¡Cuánta misericordia tiene
Nuestro Señor Jesucristo con nosotros!
El Espíritu Santo iluminó y guió a los
evangelistas para proclamar la buena nueva a las naciones y Mateo fue, por
excelencia, el evangelizador de los judíos de Israel de esa época, demostrándoles
que Jesús sí es el Mesías esperado, que ellos no supieron reconocer y seguir.
Por eso Mateo resalta que
Jesús reconoce en Juan el Bautista al “nuevo Elías”, anunciado por los
profetas, y que el profetismo de Juan es diferente al de todos los profetas
anteriores, porque Juan fue testigo ocular de la llegada del Salvador.
También me inquietan esas
palabras de Jesús en el verso 12: el
Reino de los Cielos es combatido violentamente, y los violentos intentan
arrebatarlo. Por una parte, somos testigos de cuánto y con cuánta violencia
se ataca y se persigue la fe cristiana en distintos lugares del mundo. Aquí, en
Panamá, algunos lanzan dardos venenosos a través de las redes sociales contra
los católicos, contra la pronta llegada del Papa Francisco; utilizan los
pecados de laicos y consagrados para pretender descalificar nuestra fe y a nuestra
Madre Iglesia.
A pesar de eso, todos los
días, hombres y mujeres en el mundo dan testimonio de su entrega total al servicio
de Dios en los sufrientes -los pobres, los enfermos, los migrantes, los jóvenes
con dificultades… O a través de la oración permanente o del servicio pastoral
en su comunidad.
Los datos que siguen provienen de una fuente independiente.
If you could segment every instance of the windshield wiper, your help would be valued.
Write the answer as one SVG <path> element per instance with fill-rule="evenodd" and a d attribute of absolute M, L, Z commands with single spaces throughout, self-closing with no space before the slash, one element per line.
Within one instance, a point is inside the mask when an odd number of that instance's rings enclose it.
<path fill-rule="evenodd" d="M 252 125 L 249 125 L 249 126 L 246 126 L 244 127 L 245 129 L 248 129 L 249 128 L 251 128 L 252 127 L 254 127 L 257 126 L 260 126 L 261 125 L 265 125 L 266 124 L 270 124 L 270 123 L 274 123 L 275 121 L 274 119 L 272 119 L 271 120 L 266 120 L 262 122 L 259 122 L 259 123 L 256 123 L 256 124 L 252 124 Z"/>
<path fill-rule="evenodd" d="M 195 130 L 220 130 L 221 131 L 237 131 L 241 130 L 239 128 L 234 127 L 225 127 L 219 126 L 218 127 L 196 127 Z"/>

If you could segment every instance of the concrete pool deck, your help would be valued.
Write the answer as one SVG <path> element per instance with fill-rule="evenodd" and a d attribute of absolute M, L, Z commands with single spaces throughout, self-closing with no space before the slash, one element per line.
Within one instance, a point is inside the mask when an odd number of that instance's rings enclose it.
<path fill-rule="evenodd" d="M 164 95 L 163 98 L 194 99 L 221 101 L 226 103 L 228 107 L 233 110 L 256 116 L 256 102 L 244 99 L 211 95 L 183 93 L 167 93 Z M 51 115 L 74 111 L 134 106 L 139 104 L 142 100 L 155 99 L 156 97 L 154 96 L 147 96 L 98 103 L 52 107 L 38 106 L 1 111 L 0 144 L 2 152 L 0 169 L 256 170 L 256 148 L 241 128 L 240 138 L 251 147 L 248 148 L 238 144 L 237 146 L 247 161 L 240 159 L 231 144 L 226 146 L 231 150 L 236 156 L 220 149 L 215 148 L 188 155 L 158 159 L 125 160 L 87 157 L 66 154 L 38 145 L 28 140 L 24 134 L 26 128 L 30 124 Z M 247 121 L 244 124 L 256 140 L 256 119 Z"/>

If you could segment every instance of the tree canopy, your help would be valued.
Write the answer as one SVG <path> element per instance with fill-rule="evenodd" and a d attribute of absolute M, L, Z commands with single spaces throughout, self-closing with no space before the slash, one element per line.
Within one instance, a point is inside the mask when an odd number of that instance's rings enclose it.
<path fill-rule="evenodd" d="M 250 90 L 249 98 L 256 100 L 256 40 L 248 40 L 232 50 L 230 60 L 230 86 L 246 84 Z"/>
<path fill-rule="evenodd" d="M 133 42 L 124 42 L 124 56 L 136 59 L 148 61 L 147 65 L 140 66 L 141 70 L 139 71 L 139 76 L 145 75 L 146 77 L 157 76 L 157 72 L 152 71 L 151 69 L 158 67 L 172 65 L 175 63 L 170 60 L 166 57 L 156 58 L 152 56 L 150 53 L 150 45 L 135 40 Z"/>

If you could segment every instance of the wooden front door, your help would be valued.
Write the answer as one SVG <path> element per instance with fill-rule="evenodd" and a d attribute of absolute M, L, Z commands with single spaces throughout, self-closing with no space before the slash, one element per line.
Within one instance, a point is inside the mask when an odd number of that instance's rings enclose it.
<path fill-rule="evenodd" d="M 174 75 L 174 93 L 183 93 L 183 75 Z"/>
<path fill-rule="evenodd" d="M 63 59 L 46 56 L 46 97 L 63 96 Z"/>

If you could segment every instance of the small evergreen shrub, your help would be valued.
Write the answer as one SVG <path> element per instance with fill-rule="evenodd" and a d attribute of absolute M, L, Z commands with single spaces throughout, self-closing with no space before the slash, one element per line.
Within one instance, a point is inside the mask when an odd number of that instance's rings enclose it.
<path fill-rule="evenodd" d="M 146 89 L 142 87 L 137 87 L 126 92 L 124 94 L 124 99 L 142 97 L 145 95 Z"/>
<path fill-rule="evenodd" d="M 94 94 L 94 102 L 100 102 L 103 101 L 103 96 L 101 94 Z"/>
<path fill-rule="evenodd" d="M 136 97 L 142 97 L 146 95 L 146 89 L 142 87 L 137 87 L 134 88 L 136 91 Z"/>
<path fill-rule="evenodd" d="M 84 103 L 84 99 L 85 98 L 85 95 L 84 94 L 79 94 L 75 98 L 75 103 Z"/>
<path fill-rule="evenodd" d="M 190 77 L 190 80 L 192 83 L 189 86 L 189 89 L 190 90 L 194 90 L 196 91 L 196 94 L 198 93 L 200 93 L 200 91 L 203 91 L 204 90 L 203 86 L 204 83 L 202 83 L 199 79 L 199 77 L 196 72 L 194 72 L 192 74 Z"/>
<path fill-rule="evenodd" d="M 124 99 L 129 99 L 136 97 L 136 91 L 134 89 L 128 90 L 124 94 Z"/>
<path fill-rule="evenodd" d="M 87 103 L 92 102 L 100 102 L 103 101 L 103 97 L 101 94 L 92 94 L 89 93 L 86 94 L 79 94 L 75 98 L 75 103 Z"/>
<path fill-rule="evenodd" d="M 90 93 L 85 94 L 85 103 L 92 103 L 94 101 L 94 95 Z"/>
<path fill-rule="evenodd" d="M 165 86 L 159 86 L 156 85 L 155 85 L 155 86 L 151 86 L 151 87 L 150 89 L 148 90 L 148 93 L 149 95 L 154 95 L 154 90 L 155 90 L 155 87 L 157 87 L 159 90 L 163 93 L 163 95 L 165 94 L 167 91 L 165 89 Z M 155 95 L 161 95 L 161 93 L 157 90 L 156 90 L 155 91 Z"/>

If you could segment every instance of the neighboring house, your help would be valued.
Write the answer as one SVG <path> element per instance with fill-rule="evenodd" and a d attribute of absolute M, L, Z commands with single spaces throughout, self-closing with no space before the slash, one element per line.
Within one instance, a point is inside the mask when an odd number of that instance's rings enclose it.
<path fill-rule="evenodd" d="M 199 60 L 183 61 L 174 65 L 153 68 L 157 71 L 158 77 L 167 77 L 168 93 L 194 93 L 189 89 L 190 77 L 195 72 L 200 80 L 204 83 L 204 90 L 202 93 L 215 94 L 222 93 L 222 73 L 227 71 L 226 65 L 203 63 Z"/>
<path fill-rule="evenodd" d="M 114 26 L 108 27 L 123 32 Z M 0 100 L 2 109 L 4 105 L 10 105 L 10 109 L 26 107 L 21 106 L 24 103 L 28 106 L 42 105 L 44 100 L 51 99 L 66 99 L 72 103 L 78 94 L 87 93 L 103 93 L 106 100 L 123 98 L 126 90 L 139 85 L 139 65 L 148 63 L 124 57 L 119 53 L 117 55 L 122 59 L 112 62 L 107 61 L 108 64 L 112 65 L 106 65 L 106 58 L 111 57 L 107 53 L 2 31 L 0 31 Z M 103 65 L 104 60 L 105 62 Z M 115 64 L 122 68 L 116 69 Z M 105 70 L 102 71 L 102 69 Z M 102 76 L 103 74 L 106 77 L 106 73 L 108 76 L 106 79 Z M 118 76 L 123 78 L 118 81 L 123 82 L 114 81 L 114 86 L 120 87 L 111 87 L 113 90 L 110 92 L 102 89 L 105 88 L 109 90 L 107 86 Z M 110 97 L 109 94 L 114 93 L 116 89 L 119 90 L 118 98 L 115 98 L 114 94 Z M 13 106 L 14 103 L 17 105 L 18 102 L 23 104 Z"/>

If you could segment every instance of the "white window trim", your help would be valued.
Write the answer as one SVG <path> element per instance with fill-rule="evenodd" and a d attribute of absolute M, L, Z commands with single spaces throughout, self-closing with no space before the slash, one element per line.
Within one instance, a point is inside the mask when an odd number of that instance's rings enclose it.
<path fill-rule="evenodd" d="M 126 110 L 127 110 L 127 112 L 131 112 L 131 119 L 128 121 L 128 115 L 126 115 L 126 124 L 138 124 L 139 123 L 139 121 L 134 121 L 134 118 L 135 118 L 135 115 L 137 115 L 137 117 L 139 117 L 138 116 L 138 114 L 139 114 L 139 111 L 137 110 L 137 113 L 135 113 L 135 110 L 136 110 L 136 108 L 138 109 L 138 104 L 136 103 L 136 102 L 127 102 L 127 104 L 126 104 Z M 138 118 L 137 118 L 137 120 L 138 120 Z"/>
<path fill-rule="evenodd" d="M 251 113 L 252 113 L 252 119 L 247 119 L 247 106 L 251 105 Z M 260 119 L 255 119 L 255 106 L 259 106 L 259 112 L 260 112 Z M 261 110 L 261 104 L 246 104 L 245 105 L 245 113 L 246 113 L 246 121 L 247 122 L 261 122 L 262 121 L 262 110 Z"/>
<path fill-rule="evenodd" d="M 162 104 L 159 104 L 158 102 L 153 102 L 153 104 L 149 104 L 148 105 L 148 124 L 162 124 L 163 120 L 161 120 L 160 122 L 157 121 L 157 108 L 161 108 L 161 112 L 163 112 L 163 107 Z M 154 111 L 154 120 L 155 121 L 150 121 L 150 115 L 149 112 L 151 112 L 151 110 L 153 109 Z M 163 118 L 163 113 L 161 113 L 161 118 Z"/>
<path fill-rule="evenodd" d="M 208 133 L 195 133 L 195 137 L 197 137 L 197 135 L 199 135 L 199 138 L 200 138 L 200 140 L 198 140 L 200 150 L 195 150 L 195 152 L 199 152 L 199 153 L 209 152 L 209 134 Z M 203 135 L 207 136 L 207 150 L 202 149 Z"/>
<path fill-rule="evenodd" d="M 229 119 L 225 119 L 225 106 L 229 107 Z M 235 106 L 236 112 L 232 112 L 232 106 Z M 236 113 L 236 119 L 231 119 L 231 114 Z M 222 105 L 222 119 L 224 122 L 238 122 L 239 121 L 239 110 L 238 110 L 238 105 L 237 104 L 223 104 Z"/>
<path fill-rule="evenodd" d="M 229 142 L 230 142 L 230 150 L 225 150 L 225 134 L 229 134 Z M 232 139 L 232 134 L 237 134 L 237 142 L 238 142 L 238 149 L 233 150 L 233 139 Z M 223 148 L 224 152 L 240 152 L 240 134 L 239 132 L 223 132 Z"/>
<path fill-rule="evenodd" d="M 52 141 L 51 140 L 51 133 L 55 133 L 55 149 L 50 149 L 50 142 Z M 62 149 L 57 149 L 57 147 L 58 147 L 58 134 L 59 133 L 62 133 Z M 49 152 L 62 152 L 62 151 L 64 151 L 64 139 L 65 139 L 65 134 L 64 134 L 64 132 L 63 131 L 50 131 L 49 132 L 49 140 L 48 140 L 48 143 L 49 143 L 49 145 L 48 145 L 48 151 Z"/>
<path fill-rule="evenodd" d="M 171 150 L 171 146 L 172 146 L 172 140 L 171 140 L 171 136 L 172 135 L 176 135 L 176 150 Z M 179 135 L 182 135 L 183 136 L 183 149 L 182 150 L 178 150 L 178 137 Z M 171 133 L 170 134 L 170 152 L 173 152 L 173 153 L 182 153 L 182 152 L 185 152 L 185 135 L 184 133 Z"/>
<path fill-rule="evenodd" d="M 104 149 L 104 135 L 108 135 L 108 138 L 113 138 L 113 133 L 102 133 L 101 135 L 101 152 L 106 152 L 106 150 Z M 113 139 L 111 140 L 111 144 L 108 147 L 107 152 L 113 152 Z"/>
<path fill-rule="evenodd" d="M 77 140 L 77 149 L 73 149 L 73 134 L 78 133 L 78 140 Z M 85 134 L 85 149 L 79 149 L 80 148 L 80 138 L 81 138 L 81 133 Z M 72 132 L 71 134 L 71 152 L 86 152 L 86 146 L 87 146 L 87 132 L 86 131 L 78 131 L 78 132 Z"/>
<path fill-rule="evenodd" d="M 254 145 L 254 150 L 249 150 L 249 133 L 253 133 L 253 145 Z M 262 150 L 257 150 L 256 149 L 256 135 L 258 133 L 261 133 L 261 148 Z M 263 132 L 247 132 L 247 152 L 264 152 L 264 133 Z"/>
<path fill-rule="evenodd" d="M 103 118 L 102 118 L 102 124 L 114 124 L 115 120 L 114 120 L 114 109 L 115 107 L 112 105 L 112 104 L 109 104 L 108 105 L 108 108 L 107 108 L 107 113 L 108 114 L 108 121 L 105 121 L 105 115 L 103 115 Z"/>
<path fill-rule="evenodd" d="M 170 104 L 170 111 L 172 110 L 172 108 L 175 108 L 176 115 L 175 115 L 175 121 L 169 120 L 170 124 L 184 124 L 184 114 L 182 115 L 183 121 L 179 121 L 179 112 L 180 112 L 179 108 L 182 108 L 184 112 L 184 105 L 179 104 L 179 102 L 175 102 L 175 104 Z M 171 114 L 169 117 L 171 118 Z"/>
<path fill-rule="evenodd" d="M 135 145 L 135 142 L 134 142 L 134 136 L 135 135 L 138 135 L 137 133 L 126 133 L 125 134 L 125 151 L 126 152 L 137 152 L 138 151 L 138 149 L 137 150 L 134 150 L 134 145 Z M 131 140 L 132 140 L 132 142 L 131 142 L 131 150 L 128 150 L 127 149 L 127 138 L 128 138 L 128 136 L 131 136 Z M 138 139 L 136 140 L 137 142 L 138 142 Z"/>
Personas que ejercen violencia contra sí mismos, renunciando a
sus gustos, sus debilidades, sus comodidades, ayunando, fortaleciéndose contra
el pecado, todo con el propósito de llegar a la presencia de Dios en su Reino.
Ese reino que ya está aquí y que cada uno de nosotros está llamado a construir.
Te doy gracias, Padre, porque
hoy nos sigues llamando, a mí, a mis hermanos de grupo y a todos quienes
escuchan estas reflexiones. Nos haces un llamado personal, directo, en medio de
las circunstancias particulares de nuestras vidas. Y lo haces respetando
nuestra libertad, otorgada por ti en la Creación. “Si quieren creerme” dice
Jesús…
Te pido que nos brindes tu Santo Espíritu para que te reconozcamos en
los hermanos, en la naturaleza, en el arte, en el dolor y en la alegría. Y así,
conmovidos por tu amor, proclamemos jubilosos que tú eres nuestro Dios y que
enviaste a tu Hijo al mundo para nuestra salvación.
Amén.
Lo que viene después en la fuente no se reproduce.